WILD ANIMAL RECOVERY OPERATIONS (WARO)
The GAC and many others are of the view that that the current regime for managing wild animal recovery operations is not working for the industry, recreational hunting or, conservation.
Wild animal recovery concessions provide a valuable method for the Department of Conservation to utilise commercial opportunities to provide pest management services with no direct cost to the Department. There are, of course, costs of managing the concessions.
Wild animal recovery operators obtain access to a valuable resource through the concessions. Costs of killing wild animals, costs of managing carcasses pre-sale, and the revenue earned from sale of carcasses, driven by produce prices determine, in part, industry viability. Diminished WARO viability has the potential to deliver negative environmental outcomes if reductions in harvests of wild animals result in population increases that adversely affect the conservation estate. High deer populations in an area can also lead to lower carcass weights which in turn make recovery of the carcases unviable. Representatives of the industry and the Department have recently expressed concerns about continued WARO industry viability.
In the absence of a comprehensive management system the concession document is a de facto management document – something it was never intended to be. This makes it overly cumbersome, inflexible and not fit for purpose. The current review of concessions for the recovery of wild game animals is not addressing the fundamental issue of how to retain or enhance benefits to conservation whilst maintaining a viable game animal control industry, taking into account other users of the resource including recreational hunting, guided hunting, game estates and the deer farming industry.

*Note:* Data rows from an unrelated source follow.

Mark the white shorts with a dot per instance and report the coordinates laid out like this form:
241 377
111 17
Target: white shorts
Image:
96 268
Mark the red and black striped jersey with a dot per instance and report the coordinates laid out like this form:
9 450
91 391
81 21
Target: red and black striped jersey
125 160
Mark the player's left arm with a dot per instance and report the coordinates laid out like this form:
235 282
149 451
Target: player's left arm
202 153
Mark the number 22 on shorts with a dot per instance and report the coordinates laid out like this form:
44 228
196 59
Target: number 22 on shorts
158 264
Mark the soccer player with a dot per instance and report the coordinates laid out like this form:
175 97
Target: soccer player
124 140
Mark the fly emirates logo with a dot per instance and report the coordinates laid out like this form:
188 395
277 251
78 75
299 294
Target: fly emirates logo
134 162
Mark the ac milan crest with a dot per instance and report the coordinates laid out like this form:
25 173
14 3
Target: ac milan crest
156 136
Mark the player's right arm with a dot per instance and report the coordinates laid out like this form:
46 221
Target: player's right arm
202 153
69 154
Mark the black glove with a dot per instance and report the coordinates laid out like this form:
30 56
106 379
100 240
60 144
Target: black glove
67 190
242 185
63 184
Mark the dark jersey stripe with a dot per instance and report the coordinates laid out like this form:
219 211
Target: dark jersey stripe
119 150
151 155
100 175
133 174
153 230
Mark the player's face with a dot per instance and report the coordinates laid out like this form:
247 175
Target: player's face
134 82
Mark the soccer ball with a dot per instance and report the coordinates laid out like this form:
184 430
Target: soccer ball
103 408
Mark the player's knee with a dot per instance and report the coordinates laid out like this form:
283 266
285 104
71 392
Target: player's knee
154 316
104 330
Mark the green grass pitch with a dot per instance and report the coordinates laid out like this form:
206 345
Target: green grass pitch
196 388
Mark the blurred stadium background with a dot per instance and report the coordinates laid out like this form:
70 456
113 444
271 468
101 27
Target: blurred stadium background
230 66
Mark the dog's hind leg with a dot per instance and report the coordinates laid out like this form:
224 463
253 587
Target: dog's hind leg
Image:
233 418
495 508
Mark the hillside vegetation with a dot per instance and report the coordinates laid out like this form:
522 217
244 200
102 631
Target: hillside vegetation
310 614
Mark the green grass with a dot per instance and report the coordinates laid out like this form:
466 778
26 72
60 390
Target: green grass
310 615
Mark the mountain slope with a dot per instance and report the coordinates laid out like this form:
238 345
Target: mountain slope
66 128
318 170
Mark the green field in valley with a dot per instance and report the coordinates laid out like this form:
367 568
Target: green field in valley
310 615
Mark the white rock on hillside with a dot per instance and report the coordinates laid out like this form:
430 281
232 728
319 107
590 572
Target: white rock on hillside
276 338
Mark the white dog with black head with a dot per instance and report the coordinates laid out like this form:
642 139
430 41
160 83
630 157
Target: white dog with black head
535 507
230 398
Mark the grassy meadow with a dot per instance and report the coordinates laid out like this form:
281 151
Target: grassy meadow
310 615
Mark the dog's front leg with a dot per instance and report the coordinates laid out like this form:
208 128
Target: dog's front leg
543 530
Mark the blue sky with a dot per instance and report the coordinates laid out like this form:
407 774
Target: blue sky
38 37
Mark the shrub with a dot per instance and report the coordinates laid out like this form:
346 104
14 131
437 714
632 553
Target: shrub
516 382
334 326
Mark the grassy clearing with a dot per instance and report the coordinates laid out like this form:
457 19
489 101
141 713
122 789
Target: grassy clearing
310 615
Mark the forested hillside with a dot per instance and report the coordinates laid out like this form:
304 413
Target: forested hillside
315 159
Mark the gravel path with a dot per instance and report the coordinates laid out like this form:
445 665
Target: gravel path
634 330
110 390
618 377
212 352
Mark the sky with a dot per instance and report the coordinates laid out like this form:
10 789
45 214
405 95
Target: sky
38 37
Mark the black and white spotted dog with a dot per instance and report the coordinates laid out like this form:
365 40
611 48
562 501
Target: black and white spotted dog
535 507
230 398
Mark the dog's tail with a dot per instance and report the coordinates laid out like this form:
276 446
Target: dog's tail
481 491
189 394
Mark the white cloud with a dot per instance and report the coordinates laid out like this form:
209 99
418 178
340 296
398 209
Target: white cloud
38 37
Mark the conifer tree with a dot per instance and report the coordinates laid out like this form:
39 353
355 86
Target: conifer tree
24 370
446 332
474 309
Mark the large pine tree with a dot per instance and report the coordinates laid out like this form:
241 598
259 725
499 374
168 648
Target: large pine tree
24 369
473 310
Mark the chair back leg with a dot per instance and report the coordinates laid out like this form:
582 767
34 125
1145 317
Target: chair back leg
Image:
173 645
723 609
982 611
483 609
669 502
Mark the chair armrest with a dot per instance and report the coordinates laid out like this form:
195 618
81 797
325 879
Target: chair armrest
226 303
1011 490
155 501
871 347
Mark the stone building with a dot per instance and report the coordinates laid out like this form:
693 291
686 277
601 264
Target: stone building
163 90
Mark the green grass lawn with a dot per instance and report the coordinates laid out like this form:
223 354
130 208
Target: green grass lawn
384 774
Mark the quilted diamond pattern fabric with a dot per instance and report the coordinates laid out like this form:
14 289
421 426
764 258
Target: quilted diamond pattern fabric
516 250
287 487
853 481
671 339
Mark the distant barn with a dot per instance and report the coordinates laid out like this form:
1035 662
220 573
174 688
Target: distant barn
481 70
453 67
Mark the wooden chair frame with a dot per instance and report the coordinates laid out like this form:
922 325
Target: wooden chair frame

The Council tried on many occasions to establish a full WARO review as had previously been agreed would occur. The GAC wrote to DOC at various stages to ascertain what progress has been made to ensure that hunter organisations were meaningfully consulted.
DOC embarked on a process to issue new WARO permits without carrying out the agreed review which was very disappointing.
The GAC’s preference is that WARO operators, processors, the guided hunting sector, the GAC, the recreational hunting sector and DOC all need to get together to identify the issues surrounding the sustainable commercial harvest of game animals on public conservation land and evaluate options for managing the harvest going forward.
The Game Animal Council will continue to advocate for a comprehensive review of how WARO is managed on public land.
AERIALLY-ASSISTED TROPHY HUNTING (AATH)
The Council delivered the AATH Code of Practice (COP) to the Minister of Conservation. The Department of Conservation has advised that the AATH COP prepared by GAC are incorporated as part of new concession practice.